Friday, April 03, 2009
Friday, 03 April 2009
The cost of shipping coal, ore and grains and the price of commodities have probably fallen as far as they will in this recession because government spending will bolster demand, shipping investor Nobu Su said. The Baltic Dry Index, a measure of shipping costs for commodities, plunged a record 92 percent last year, while the Reuters/Jefferies CRB Index of 19 raw materials dropped 36 percent, its worst performance in a half century. The Baltic Dry Index has more than doubled this year and the CRB gauge retreated a further 5.4 percent.
"In dry, we see the market has hit bottom," Su, chief executive officer of Taipei-based TMT Co. Ltd., said in an interview in London today. "Money supply will increase dramatically and we are seeing commodities hit bottom too."

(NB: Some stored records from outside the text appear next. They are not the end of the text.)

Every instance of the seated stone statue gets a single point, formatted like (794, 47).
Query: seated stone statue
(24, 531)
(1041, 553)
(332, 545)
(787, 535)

Demand collapsed as Japan, Europe and the U.S. grappled with recessions. Global growth is likely to shrink for the first time since World War II and trade may decline the most in 80 years, the World Bank forecast last month. The CRB's peak in July marked the end of a bull market that began in 2001.
TMT operates a fleet of about 130 vessels of which half are coal, ore and grain ships and the rest transport cargoes including oil and gas. It owns 30 of those carriers and has 18 more being built. The new craft have a design that will cut fuel costs by 10 to 15 percent, Su said.
TMT stopped trading so-called forward freight agreements, derivatives used by traders to bet on future costs to ship commodities, in May last year to focus on its physical shipping business, Su said.